While looking into the code used to allow Mozilla's excellent site navigation bar to work with websites, I came across this:

"User agents, search engines, etc. may interpret these link types in a variety of ways. For example, user agents may provide access to linked documents through a navigation bar."

[w3.org...]

I wondered if anyone knows what (if anything) search engines/spiders make of these tags?

At most I'd think they would treat them as an extra link to spider?

Also, aside from Mozilla, what other browsers/user-agents make use of them?

 

grahamstewart




msg:589117
 11:28 am on May 2, 2003 (gmt 0)

Opera displays a nice navigation bar when link tags are present.

richmc




msg:589118
 11:40 am on May 2, 2003 (gmt 0)

excellent - more justification to use them on my sites from now on :)

nafmo




msg:589119
 4:57 pm on May 3, 2003 (gmt 0)

Lynx also shows these links. They are displayed at the top of the page, before the main contents, and the hotkey # is used to jump to them directly. A # is displayed on the screen if there is a link bar but it is not currently in the display area.

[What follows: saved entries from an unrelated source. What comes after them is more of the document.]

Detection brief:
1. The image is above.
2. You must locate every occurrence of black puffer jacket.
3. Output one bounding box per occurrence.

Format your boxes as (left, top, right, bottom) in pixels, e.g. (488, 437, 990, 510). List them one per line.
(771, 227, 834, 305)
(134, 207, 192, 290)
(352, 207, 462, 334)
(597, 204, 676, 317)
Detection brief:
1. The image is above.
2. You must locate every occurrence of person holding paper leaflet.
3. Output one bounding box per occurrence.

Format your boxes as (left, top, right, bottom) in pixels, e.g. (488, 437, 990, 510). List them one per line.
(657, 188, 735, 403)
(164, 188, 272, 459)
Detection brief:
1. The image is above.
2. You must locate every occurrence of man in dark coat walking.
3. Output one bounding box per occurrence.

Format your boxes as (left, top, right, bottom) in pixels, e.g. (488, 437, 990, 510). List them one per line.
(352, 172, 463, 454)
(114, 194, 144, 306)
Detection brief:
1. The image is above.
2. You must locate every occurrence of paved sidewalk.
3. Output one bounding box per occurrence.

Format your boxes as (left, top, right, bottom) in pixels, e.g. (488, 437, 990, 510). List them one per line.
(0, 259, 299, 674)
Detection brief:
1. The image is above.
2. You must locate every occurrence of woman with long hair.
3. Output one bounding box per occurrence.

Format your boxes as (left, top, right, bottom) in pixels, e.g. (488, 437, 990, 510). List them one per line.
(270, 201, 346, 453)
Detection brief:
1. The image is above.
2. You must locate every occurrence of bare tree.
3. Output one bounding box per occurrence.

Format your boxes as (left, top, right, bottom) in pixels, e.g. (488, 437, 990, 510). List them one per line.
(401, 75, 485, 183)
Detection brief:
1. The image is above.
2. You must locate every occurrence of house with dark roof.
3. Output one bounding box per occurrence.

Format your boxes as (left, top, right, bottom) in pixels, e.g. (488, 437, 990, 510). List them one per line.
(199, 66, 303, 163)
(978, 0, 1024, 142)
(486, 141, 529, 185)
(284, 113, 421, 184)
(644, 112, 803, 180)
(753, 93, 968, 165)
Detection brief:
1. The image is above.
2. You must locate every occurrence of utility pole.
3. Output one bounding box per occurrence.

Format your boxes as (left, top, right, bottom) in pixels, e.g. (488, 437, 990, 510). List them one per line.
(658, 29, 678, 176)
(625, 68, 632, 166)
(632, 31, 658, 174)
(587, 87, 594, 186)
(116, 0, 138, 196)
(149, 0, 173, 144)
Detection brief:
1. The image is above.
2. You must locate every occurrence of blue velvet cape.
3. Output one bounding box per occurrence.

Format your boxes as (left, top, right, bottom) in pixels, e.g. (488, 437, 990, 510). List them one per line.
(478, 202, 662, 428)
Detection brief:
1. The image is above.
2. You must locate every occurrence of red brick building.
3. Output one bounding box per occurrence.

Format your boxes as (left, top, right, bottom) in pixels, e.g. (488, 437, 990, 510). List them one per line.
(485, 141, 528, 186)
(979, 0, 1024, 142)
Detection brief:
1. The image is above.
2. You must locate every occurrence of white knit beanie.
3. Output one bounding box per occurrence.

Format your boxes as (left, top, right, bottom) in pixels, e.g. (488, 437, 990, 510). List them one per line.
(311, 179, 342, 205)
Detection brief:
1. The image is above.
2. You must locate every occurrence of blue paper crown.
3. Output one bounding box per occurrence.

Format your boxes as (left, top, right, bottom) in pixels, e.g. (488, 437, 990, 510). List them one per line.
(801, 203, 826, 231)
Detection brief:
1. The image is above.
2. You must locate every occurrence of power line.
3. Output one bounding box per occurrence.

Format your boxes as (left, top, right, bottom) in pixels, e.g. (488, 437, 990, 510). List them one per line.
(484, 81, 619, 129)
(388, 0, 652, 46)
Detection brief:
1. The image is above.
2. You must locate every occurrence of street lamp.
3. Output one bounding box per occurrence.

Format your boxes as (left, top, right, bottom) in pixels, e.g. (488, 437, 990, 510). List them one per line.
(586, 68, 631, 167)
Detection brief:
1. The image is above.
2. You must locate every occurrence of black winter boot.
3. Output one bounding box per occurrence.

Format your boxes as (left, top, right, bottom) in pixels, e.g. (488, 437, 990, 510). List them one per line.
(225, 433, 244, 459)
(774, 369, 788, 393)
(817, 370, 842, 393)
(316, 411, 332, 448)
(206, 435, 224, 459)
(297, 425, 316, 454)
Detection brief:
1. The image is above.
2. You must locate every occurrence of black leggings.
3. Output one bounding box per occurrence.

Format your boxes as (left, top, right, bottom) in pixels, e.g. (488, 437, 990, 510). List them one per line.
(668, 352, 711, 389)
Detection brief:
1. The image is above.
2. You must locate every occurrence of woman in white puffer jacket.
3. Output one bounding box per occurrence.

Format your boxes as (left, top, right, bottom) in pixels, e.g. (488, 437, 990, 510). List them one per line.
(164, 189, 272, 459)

<link> tags are nice, very nice. Especially since it makes site navigation consistent between sites, and since I'm using a translated version of my browser, the links are translated for me, so I can find the "next" link even if the page would be in a language I would not understand otherwise.

richmc




msg:589120
 2:45 pm on May 8, 2003 (gmt 0)

good point about universal navigation.

something else i was thinking about this weekend. given that the code can get quite lengthy if you intend to support LINK based navigation systems on your site, how much impact would all those LINK tags in your document HEADs have on the search engines?

i guess having them at the top of the document is quite useful from a SEO perspective IF they are spiderable.

otherwise I can't help thinking it just adds more code before content.

course, usability is increased by them but since the great majority of net users have no idea about them and use browsers that do not support the concept (least I never saw anything on IE that uses them) is it really much of an advantage catering to a few power users with Opera/Mozilla?